Comme deux papillons, dans le temps automnal,
A l’esquisse du jour, évanescente image,
S’en vont, par les coteaux, frôler d’une aile sage
Les fils blancs cotonneux, ouvrage virginal.
Comme deux roitelets, ou comme deux mésanges,
Ivres de liberté, fusent dans le matin,
Pour aller caresser, d’un coup d’aile mutin,
Graciles et dorés, les longs cheveux des anges.
Comme deux papillons, comme deux passereaux,
Deux mains de musicienne, élégance infinie,
Des mains riches d’émoi, de fougue et d’harmonie
Exécutent céans un ballet des plus beaux.
Harpiste, feu follet, délicat sortilège,
Dont la légère main, pittoresque tableau,
S’échappe en imitant l’envolée de l’oiseau
Et se pose, déjà, pour un subtil arpège.
Chaque main est l’oiseau, chacune est papillon.
Chaque main vit l’accord, comme un couple fidèle
Qu’une même harmonie enchante ou ensorcèle,
Quand l’amour, dans le cœur, plante son aiguillon.
Chaque main est l’oiseau qu’un destin pathétique
Oblige à voleter loin de son compagnon,
Et qui vient effleurer, barreaux d’une prison,
Les cordes d’une harpe obstacle emblématique.
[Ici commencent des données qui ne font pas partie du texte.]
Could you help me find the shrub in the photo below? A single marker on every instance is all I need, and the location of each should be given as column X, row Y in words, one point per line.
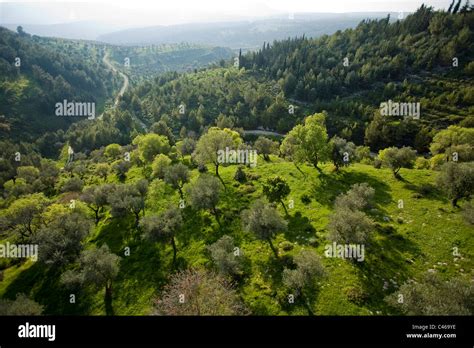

Deux égaux, deux jumeaux, l’hymen est interdit,
Sur les cordes ces mains sont l’image réelle
De deux oiseaux chantant la même ritournelle
Et qui n’iront jamais hanter le même nid.
Pourtant, ce sont bien là deux âmes accouplées,
Deux mains symbolisant un lyrique duo :
Euterpe la joyeuse et l’aimable Erato,
Musique et poésie à jamais accordées.